Yerel seçim öncesi siyasi partiler, adaylar, ittifaklar vesaire aylardır merak konusu olarak gündeme oturmuş vaziyette.
Siyasi partiler kazanacak birini aday olarak çıkarmak için çırpınırken,
Seçecek olan vatandaş nasıl bir başkan istiyor acaba?
Ama particiliğin arkasına sığınan, bu başkan bana yağ, tuz vermişti veya şu başkan gelirse inşaatlarımda imar, ruhsat gibi daha birçok süreçte bana sıkıntı çıkarmaz diyen seçmeni kastetmiyorum.
Bahsettiğim; Art niyetli beklentilerden uzak sıradan vatandaşların nasıl bir yönetici istediğiyle alakalı...
Ve sınırlı beklentilere alıştırılan, yapmak zorunda olduğu görevleri az buçuk yapanları bile nimet sayan bizler,
Yazık ki şimdilerde “Bal tutan parmağını yalar” sözünü bile sindirirerek,
“Eh, sonuçta adam çalıştı” diyerek zavallı tesellilerimizle seçim yapar olduk...
Ve sanki kendi malından harcayıp ayrıca hizmet etmiş gibi üstüne bir de alkış kıyametler...
Ancak her ne kadar kendimize çaresiz teskinlerde bulunsak da,
Eğer Türkiye’nin en ücra yerlerinden iki belediye başkanını hayranlıkla takip ediyorsak,
Bu hala gerçeklik algımızı yitirmediğimizin kanıtı,
Ve hizmetin dürüstçe yapılabileceğine dair umudumuzun var olduğudur da ayrıca...
...
KÜÇÜK SANDIĞIMIZ YÖRELERDE DEV GİBİ BELEDİYECİLİK!
Dün CHP Yıldırım İlçe Başkanlığı, tam da yerel seçim sürecinde muhteşem bir organizasyona imza attı.
Dürüst ve halkçı belediyeciliğe örnek teşkil eden 2 belediye başkanını vatandaşlarla buluştururken,
Bu programda vatandaştan çok mevcut başkanların ve adaylığa talip tüm isimlerin olması çok daha faydalı olabilirdi diye düşünmeden de edemedim...
Moderatörlüğünü ev sahibi olarak Bursa Milletvekili Orhan Sarıbal’ın yaptığı “Toplumsal Belediyecilik, İlkeli ve Halkçı Belediye Yönetimi” konulu panelin konukları ise,
Tunceli Belediye Başkanı Fatih Mehmet Maçoğlu ve Rize Fındıklı Belediye Başkanı Ercüment Şahin Çervatoğlu idi...
Bu arada belki bazılarımız Çervatoğlu’nu Maçoğlu kadar tanımasa da,
Onu da birebir gözlemleyen biri olarak Maçoğlu’ndan geri kalmadığını söyleyebilirim.
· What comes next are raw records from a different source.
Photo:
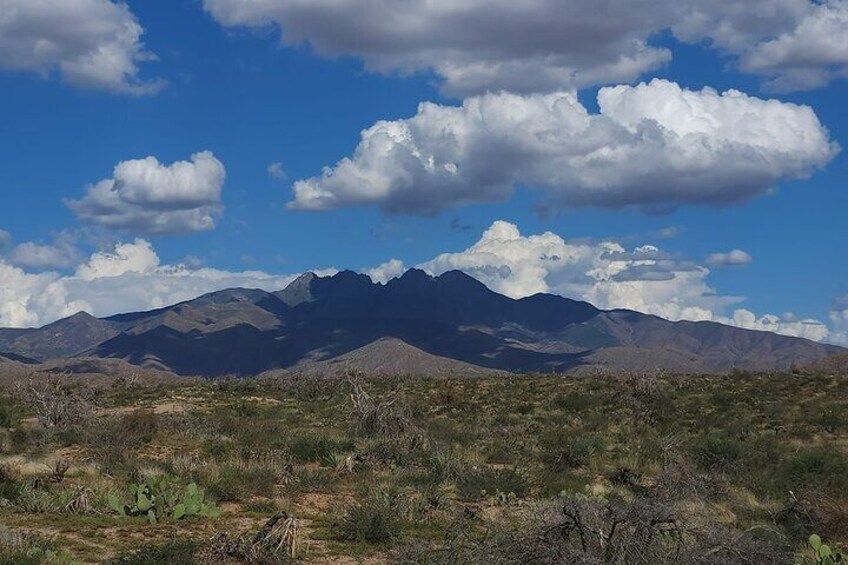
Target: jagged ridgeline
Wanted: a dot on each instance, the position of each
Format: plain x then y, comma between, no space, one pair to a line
413,324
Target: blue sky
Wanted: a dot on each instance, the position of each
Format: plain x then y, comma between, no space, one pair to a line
222,81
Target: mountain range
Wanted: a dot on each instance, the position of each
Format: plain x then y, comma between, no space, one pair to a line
413,324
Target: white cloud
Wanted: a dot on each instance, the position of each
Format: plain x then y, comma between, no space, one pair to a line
60,255
733,258
477,46
93,43
147,197
386,272
839,321
276,171
644,279
655,146
549,44
786,325
128,278
810,55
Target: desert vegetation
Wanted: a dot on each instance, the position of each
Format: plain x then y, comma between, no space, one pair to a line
651,469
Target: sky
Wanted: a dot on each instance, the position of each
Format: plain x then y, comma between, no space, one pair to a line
679,158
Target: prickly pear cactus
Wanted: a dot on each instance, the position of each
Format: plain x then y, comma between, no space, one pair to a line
157,500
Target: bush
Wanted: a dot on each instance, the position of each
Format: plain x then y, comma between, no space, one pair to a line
479,483
386,419
315,448
57,406
27,549
239,481
375,520
180,552
564,450
716,452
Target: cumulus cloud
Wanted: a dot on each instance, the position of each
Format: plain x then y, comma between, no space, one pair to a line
386,272
839,321
473,46
547,45
655,146
128,278
733,258
276,171
810,55
147,197
60,254
608,275
92,43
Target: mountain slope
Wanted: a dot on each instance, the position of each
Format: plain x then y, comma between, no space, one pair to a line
412,322
60,339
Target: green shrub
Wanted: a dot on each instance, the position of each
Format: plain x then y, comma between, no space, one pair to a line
26,549
717,452
176,552
315,448
564,449
375,520
572,402
477,484
240,481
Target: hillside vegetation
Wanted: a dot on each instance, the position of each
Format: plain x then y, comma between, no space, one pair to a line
533,469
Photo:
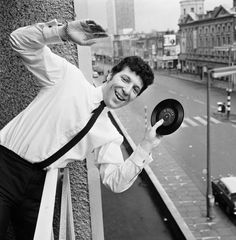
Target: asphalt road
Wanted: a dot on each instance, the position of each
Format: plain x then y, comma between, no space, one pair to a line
188,144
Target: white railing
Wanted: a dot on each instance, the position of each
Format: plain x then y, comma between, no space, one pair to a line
44,227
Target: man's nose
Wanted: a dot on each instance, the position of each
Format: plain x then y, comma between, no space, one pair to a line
127,89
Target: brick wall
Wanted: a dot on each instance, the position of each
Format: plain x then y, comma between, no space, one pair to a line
18,87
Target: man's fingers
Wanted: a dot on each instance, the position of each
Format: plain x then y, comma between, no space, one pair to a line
88,42
158,124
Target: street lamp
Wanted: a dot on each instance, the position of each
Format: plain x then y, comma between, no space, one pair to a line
229,49
215,73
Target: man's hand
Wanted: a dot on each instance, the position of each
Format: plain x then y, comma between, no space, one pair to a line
151,139
82,32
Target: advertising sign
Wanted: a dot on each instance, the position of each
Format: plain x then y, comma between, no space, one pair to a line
169,40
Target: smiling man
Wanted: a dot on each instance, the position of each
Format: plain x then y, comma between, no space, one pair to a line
61,109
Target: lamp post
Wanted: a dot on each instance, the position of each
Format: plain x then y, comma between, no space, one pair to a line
209,196
230,49
215,72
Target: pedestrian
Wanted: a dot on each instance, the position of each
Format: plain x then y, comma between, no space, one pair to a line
61,109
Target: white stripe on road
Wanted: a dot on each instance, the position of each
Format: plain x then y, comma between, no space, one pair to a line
191,122
198,101
171,91
213,120
183,125
201,120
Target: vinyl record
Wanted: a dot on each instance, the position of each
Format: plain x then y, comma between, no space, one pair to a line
172,112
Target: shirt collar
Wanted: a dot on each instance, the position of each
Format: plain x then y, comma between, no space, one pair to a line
97,96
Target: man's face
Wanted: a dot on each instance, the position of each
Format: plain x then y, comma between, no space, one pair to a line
122,88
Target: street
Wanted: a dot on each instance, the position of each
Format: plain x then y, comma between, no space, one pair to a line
188,144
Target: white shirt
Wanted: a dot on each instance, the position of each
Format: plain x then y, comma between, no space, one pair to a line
61,109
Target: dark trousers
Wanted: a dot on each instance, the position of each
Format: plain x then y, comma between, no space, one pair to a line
21,186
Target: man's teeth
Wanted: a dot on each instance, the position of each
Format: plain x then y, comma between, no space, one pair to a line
119,97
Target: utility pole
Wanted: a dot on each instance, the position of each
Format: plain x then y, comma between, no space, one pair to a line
230,49
215,73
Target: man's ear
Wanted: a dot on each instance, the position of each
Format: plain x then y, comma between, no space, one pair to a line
109,77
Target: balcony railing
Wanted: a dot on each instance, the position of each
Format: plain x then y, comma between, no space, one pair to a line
44,228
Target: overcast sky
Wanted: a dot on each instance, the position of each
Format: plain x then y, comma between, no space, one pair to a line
150,15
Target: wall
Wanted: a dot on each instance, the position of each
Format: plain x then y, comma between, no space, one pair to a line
18,87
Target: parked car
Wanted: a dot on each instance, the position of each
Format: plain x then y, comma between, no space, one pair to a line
98,69
95,74
224,190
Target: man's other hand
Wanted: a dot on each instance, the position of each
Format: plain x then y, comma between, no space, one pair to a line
82,32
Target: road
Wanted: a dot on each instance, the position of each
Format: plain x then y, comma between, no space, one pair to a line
188,144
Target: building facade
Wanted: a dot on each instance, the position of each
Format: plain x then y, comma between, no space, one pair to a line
207,40
120,16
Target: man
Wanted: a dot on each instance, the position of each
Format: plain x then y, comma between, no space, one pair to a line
61,109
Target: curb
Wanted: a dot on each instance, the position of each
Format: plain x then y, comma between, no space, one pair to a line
168,202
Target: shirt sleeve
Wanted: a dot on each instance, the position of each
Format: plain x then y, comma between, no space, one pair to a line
31,42
119,174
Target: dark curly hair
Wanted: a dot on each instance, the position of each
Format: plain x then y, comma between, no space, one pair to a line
137,65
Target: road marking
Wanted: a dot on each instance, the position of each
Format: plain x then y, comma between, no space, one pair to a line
198,101
191,122
183,125
201,120
213,120
171,91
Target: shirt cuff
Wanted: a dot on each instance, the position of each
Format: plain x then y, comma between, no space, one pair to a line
140,157
50,32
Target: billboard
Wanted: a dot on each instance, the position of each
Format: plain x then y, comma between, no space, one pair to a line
169,40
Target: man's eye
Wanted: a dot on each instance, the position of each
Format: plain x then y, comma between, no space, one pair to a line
125,79
136,90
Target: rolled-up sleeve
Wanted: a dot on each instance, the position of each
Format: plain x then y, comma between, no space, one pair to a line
31,42
116,173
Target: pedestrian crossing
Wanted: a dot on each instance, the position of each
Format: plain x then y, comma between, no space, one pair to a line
196,121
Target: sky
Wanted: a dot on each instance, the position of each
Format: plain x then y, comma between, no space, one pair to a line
159,15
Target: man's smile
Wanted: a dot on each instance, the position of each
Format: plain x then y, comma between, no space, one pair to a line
120,96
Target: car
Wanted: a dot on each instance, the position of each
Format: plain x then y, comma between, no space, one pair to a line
98,69
95,74
224,191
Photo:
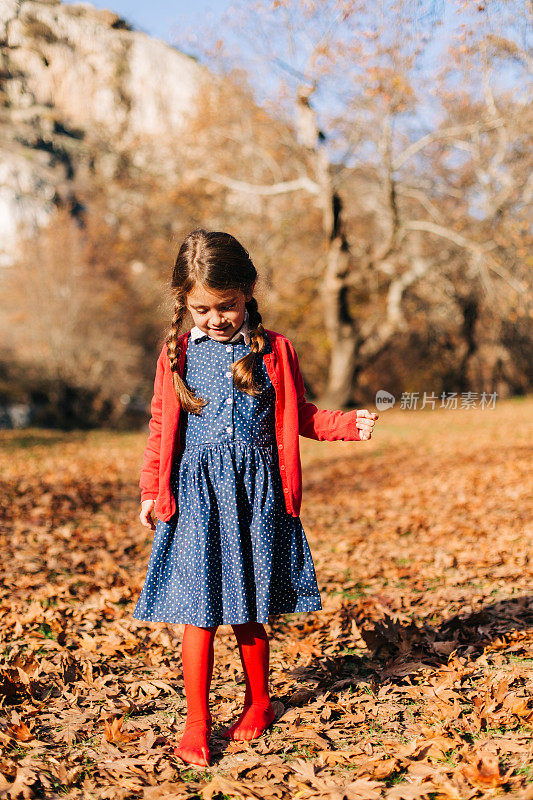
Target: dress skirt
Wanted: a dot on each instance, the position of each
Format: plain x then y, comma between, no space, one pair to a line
231,553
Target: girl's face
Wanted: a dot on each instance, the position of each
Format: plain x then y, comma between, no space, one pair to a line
219,314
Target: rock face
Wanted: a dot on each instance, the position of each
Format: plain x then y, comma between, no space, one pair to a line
78,89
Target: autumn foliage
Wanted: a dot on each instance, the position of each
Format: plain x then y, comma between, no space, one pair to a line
413,682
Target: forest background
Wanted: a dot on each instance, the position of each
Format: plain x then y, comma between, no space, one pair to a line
380,180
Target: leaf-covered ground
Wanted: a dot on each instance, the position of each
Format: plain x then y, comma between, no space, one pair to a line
413,682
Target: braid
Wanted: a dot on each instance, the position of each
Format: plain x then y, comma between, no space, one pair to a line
243,369
187,399
180,309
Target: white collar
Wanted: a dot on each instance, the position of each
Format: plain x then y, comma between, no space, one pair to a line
244,331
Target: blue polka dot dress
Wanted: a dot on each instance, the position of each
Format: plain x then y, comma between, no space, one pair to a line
231,553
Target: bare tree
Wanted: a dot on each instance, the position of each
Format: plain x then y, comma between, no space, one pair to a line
372,113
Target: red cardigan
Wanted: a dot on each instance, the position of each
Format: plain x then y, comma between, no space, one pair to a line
294,416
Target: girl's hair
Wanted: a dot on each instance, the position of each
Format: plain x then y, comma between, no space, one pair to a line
219,262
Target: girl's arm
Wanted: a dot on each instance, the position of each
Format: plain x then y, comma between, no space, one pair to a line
322,424
149,481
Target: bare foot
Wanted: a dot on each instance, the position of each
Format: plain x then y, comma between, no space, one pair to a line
193,747
253,721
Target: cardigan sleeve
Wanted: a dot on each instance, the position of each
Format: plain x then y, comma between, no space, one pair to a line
149,481
321,424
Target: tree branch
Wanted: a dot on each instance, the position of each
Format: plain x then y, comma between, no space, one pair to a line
282,187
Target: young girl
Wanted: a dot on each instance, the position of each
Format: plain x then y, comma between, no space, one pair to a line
222,473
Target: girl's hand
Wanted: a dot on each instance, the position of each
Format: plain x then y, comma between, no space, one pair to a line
146,514
365,423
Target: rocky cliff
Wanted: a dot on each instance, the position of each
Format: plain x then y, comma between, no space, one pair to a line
79,90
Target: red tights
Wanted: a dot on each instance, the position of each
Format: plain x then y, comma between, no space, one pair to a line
197,657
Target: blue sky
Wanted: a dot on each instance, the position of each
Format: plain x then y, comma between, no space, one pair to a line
159,17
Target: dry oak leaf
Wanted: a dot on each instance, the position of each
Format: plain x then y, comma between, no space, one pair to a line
113,731
410,791
485,771
363,789
220,785
20,732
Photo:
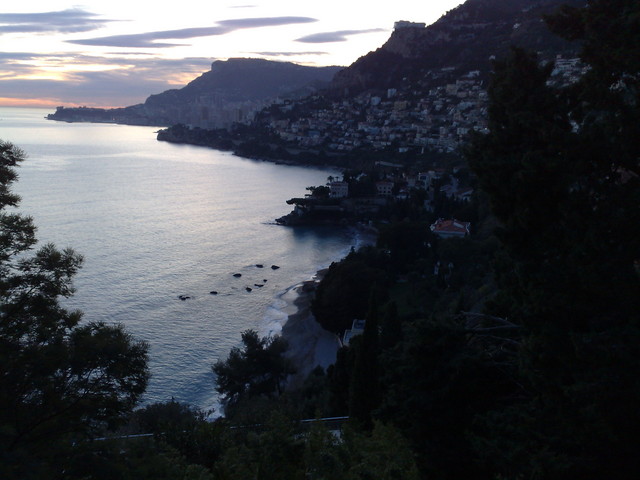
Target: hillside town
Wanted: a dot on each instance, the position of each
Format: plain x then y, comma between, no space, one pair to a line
436,113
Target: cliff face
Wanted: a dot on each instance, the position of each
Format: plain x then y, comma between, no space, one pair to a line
467,37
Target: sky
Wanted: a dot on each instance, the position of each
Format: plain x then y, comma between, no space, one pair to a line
114,53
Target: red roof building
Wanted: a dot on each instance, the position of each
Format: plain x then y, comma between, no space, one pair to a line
450,228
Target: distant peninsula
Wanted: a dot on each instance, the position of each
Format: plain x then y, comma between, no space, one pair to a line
233,91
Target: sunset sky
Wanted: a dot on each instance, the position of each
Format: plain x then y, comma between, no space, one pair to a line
117,53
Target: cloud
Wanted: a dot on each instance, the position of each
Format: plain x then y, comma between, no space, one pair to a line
150,39
337,36
287,54
131,80
72,20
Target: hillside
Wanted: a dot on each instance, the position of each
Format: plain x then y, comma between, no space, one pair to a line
466,38
232,91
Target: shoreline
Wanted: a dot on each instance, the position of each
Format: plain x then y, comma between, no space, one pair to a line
309,345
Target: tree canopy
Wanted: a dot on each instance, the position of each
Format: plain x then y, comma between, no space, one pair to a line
61,379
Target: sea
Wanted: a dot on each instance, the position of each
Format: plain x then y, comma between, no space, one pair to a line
157,223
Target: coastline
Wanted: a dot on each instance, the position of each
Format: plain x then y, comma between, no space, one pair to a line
310,345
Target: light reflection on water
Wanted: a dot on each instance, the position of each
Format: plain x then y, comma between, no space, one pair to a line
155,221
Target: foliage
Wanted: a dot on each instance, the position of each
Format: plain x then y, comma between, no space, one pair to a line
343,295
60,379
258,369
560,167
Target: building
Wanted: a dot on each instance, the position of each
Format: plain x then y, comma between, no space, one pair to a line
385,188
450,228
338,189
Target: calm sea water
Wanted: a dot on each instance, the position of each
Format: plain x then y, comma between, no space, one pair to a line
155,221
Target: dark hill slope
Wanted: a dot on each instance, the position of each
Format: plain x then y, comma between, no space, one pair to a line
466,38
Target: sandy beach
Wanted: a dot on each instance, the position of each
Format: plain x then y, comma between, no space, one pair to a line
309,344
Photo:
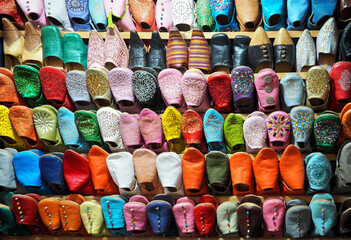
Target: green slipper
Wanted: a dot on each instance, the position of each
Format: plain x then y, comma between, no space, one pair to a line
52,46
88,126
218,173
27,81
75,52
233,133
204,16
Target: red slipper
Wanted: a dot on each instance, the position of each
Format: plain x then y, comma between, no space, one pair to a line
219,86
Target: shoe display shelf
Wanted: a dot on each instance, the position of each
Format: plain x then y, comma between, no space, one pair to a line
187,36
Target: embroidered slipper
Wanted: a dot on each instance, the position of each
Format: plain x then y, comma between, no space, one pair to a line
77,88
267,86
121,168
27,81
57,92
255,132
233,133
146,172
242,174
302,119
13,44
266,170
218,173
88,126
219,86
77,59
120,80
8,133
98,86
194,88
33,47
51,168
172,128
213,128
130,132
326,130
7,172
96,50
292,91
279,128
22,121
318,88
169,170
193,131
243,87
109,119
102,180
340,81
116,50
152,131
170,86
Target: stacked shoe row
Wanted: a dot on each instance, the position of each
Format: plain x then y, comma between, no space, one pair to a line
192,174
253,216
161,15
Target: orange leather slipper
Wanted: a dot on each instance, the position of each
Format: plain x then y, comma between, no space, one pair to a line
102,180
242,174
266,170
292,172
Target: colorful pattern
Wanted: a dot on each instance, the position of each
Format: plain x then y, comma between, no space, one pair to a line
345,80
199,53
302,124
242,81
279,126
177,50
326,131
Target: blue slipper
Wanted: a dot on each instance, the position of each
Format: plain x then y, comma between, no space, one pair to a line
213,128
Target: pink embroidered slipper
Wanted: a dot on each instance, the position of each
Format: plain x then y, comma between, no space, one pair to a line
255,132
130,131
120,80
279,128
169,81
152,131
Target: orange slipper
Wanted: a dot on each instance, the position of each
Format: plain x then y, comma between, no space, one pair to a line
242,174
266,170
22,120
102,180
292,172
193,164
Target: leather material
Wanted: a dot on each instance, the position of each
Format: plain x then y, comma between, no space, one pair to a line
137,52
240,51
156,57
221,51
77,173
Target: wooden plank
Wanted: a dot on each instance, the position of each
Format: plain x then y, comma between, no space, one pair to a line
187,35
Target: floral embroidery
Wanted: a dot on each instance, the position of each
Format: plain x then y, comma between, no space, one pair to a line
279,126
242,81
302,124
345,80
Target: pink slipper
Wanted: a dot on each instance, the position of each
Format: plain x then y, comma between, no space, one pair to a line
279,128
122,89
255,132
152,131
267,86
130,131
170,85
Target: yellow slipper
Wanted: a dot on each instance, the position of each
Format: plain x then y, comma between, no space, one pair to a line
7,133
172,128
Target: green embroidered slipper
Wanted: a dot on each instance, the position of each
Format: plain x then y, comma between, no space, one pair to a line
233,133
27,81
88,126
204,16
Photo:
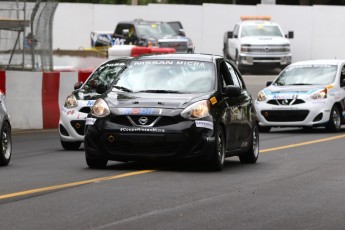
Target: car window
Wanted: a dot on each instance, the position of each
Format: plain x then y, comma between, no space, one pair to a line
236,30
154,29
225,74
261,30
307,75
104,75
235,78
121,27
167,75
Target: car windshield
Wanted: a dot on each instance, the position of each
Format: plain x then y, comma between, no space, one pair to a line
307,75
155,29
261,30
166,76
103,76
Zaten örnek başkanlardan biri olarak davet edilmesinin nedeni de bu.
Programın açılış konuşmasını yapan CHP Yıldırım İlçe Başkanı İlhami Gün, en çok göç alan ilçelerden biri olan Yıldırım’daki imar ve kentleşme sorunlarından bahsederken;
“Yıldırım’ı hak ettiği kamu hizmetlerinden mahrum bırakan zihniyet, bu bölgeyi arka bahçesi olarak çantada keklik nasılsa diyerek dezavantajlı bir ilçe haline getirmeye devam etmektedir. Bizim hedefimiz, bu tabuyu yıkarak halkçı demokratik anlayışı inşa etmektir. Ve bu vasıfları hayata geçiren başkanlarımızı da yerel yönetimler startını vermek için bugün davet ettik” ifadelerini kullandı.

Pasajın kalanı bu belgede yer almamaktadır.